Now, a quick peek into the future.

In the next 2–3 years with ever improving WebAuthn support in browsers and Operating Systems expect to get rid of passwords once and for all. I'm already pushing Joomla towards this direction.

My vision for 2025 / Joomla 5 is that you will log into your site by entering a username and clicking a button. At this point you will either use a secure and/or biometric control feature of your Operating System (Windows PIN, FaceID / TouchID on Apple devices, fingerprint scanner on Windows and Android, face scan on Windows) or a secure hardware key to log in. Your site will not be accepting a password to log in once you set up WebAuthn for authentication. This makes password stuffing and brute forcing attacks completely useless.

Better yet, it gets your site logins as close to unhackable as you can realistically get! Due to the awesome way WebAuthn works it won't even be storing a hash of your password, it will only be storing a public key. Password hashes can be cracked, with some effort. A typical fully random 12 character password takes about a million GPU compute-years to crack from a hash, still in the realm of feasibility but unlikely. A typical user-selected password takes about ten GPU compute-hours, meaning that a data leak (such as a read-only SQL injection attack or a misplaced backup) can indeed be used to realistically hack your site by a non-sophisticated adversary — even a noob can run hashcat on an Amazon GPU-enabled EC2 instance.
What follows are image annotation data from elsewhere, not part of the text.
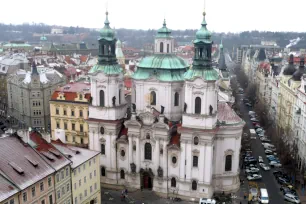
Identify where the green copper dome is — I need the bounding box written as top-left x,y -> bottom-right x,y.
194,12 -> 212,43
40,35 -> 47,41
99,12 -> 115,41
156,19 -> 171,38
132,54 -> 189,82
138,54 -> 189,69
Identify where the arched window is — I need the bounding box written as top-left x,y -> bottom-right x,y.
159,42 -> 164,53
101,166 -> 105,176
225,155 -> 232,171
174,92 -> 180,106
191,181 -> 198,191
171,177 -> 176,188
193,137 -> 199,145
194,97 -> 201,114
100,90 -> 105,107
101,144 -> 105,155
192,156 -> 199,167
150,91 -> 156,106
120,170 -> 125,179
100,127 -> 104,135
145,143 -> 152,160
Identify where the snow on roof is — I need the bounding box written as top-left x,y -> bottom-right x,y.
23,72 -> 31,84
0,135 -> 55,190
51,140 -> 100,169
0,174 -> 19,202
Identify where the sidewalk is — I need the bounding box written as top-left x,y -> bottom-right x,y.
296,188 -> 306,204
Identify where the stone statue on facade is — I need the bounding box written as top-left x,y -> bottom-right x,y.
157,166 -> 164,177
160,106 -> 165,115
130,163 -> 136,173
132,103 -> 136,113
112,96 -> 116,106
209,105 -> 214,115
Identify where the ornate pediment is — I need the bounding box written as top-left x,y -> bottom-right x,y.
139,112 -> 156,125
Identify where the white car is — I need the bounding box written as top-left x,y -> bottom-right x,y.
269,161 -> 282,167
247,174 -> 262,181
259,163 -> 270,171
284,193 -> 301,203
245,167 -> 259,173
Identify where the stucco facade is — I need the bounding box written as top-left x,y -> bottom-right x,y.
50,81 -> 91,148
7,65 -> 65,129
88,10 -> 244,199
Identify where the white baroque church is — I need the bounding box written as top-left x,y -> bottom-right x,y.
88,9 -> 244,199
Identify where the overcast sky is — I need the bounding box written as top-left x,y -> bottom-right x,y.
0,0 -> 306,32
WebAuthn instead relies on public key cryptography with the private key remaining safely inside your device's secure hardware (TPM, Secure Enclave, ...) or your FIDO2 hardware authenticator (e.g. a Security Key by Yubico). The only thing your site stores is the public key. Deriving the private key from the public key requires millions to trillions of GPU compute-years which makes it outright impractical. That's why this 1970s encryption technology still protects all your secrets, from your device's storage (e.g. Windows' BitLocker, macOS' FileVault etc) to your web traffic (HTTPS) to your banking information and so on and so forth. The only way to realistically crack it is if there's a practical quantum computer and that's a big maybe as we're talking about thousands of qubits when every practical quantum computer is in the order of a few dozen qubits.

So, an attacker will no longer hope to guess or steal your password, they would no longer be able to crack stored passwords, their only way to hack you would be a complete compromise of your site or server. It becomes extraordinarily hard to subvert a site.

That's where we're headed. I hope you like that direction :)

Nicholas K. Dionysopoulos

Lead Developer and Director

🇬🇷Greek: native 🇬🇧English: excellent 🇫🇷French: basic • 🕐 My time zone is Europe / Athens
Please keep in mind my timezone and cultural differences when reading my replies. Thank you!